There are no bold or saturated finishes here - this is a calm palette designed to harmonise rather than anchor. If you want a Roman blind that makes a statement, you'd need to look elsewhere; the Etta is deliberately understated.

Price by your dimensions

Enter your window size. We round up to the next standard size, which matches how the retailer actually quotes you.

At a from-price of £16.88 the Etta sits at the accessible end of the made-to-measure Roman blind market.
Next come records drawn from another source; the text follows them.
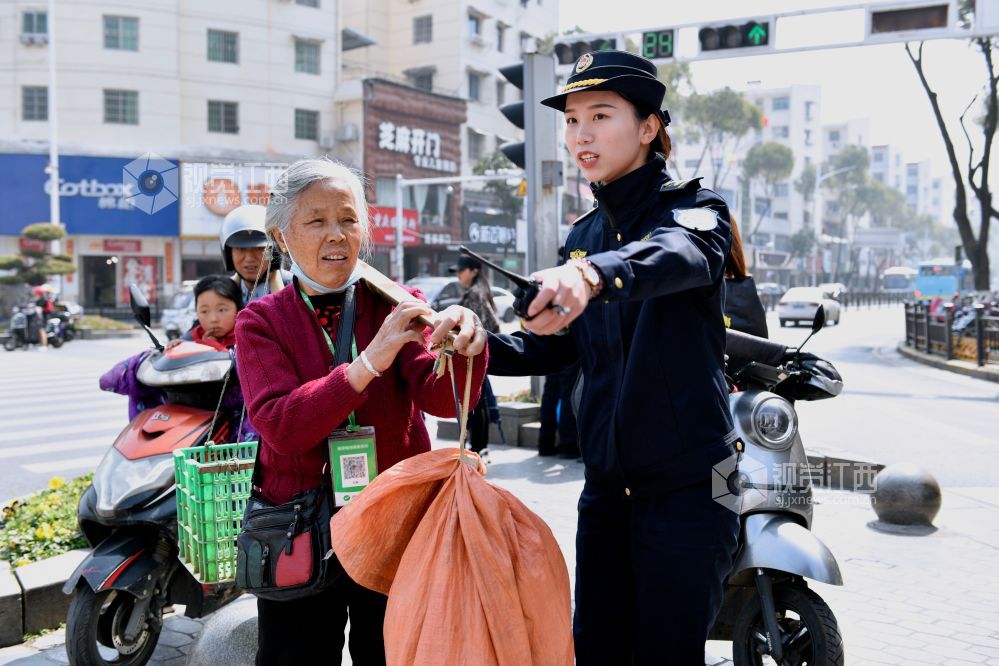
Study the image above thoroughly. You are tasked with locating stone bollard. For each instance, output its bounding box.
[871,463,941,527]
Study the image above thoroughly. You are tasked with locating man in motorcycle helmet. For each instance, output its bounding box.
[219,204,291,303]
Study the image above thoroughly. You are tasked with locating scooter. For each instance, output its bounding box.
[709,306,844,666]
[63,285,241,666]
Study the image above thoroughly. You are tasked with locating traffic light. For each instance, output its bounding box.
[555,35,617,65]
[697,21,770,52]
[500,62,527,169]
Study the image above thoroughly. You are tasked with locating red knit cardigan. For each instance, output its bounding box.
[236,282,488,503]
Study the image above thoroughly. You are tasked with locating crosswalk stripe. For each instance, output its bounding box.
[0,391,121,416]
[0,405,120,433]
[21,455,103,474]
[0,423,126,449]
[0,437,115,459]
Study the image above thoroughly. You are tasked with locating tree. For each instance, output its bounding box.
[683,87,763,190]
[742,141,794,243]
[905,0,999,291]
[0,222,76,287]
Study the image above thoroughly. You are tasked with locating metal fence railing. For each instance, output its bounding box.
[905,302,999,366]
[760,291,912,310]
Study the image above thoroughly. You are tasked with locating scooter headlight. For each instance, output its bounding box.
[94,446,174,517]
[753,396,798,451]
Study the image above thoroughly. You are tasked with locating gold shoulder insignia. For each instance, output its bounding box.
[659,176,701,192]
[570,208,597,227]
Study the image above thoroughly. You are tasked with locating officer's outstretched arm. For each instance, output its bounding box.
[488,331,579,377]
[586,190,731,301]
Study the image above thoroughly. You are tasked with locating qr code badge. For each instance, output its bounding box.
[340,453,376,488]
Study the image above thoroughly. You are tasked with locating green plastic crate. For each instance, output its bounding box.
[173,442,257,583]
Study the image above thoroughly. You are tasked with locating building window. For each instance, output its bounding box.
[208,30,239,63]
[104,16,139,51]
[468,13,482,37]
[295,39,319,74]
[21,12,49,35]
[406,69,434,92]
[104,90,139,125]
[208,100,239,134]
[295,109,319,141]
[468,72,482,102]
[413,16,434,44]
[21,86,49,120]
[468,127,486,162]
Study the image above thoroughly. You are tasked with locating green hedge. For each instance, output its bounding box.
[0,474,94,567]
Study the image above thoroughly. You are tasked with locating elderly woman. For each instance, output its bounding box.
[236,159,486,664]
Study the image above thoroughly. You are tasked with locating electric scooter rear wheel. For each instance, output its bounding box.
[66,583,162,666]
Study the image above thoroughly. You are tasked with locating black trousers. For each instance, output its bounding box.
[257,576,388,666]
[572,481,739,666]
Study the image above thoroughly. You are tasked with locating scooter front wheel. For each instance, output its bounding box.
[732,583,844,666]
[66,583,162,666]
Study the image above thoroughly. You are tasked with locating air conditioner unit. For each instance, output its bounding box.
[333,123,359,141]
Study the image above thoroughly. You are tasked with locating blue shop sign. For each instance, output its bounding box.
[0,155,180,236]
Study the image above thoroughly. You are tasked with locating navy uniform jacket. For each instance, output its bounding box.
[489,157,736,495]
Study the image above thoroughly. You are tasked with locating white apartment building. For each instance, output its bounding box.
[0,0,341,308]
[674,85,823,283]
[343,0,559,175]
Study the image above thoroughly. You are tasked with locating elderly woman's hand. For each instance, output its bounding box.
[364,301,433,372]
[430,305,486,356]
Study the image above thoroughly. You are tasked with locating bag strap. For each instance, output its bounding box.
[250,284,357,488]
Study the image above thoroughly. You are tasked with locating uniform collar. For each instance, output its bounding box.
[590,153,668,228]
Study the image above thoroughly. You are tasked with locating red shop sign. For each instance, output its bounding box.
[104,238,142,252]
[368,206,420,245]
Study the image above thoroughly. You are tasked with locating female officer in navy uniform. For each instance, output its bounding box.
[489,51,739,666]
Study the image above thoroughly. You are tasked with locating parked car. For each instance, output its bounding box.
[430,280,517,322]
[819,282,847,303]
[160,280,198,340]
[756,282,784,299]
[777,287,842,326]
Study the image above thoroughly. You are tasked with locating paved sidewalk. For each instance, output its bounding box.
[0,424,999,666]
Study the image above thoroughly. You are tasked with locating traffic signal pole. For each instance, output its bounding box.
[524,53,562,273]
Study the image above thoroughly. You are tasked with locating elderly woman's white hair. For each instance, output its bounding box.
[264,157,371,256]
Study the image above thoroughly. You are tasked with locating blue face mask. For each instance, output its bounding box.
[285,241,361,294]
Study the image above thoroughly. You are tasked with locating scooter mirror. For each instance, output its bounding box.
[812,305,826,333]
[128,284,152,326]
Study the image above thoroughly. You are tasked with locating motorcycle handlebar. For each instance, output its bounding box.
[725,329,788,367]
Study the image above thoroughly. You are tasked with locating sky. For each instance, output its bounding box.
[559,0,999,182]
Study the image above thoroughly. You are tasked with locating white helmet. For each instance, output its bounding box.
[219,204,267,271]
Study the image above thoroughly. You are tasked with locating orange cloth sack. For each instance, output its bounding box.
[330,448,573,666]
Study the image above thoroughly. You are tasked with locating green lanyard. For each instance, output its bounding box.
[298,289,361,432]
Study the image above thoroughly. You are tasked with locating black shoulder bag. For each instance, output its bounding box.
[236,285,355,601]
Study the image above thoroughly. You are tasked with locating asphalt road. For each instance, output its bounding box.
[0,306,999,504]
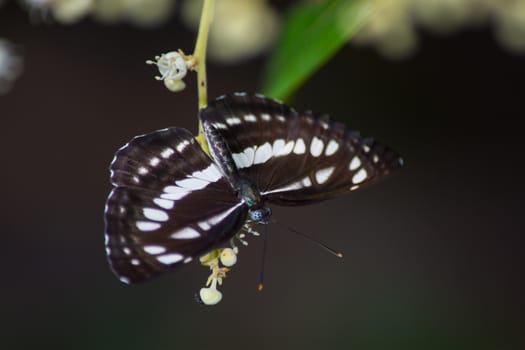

As with all made-to-measure blinds, pricing increases with width and drop, so the entry-level figure reflects the smallest available size - measure your window accurately and check what your specific dimensions cost before making assumptions about budget.

How it compares

Against other plain Roman blinds at Blinds 2go, the Etta stands out for the range of its neutral palette - five distinct takes on white and cream is unusual and useful if you're matching to a specific paint colour. Where the Etta doesn't compete is on bold or patterned options; if you want a geometric or floral Roman blind, the Etta's entirely plain range is not it.

Against roller blinds at a similar price point, the Etta costs more per square metre of coverage - that's typical for Roman blinds, which use more fabric and a more complex mechanism. The payoff is a softer, more decorative look when down and a neater stack than a roller when up. If your priority is purely light control at the lowest cost, a roller will serve; if the look of the window matters, the Roman format earns the premium.

A note on care

Vacuum the fabric monthly with a soft brush attachment to prevent dust settling into the folds. Spot-clean marks with a damp cloth and mild soap, and avoid soaking the fabric. The retailer's care label is the definitive guide to whether the fabric is removable for hand-washing - confirm this at the point of order if that matters to you.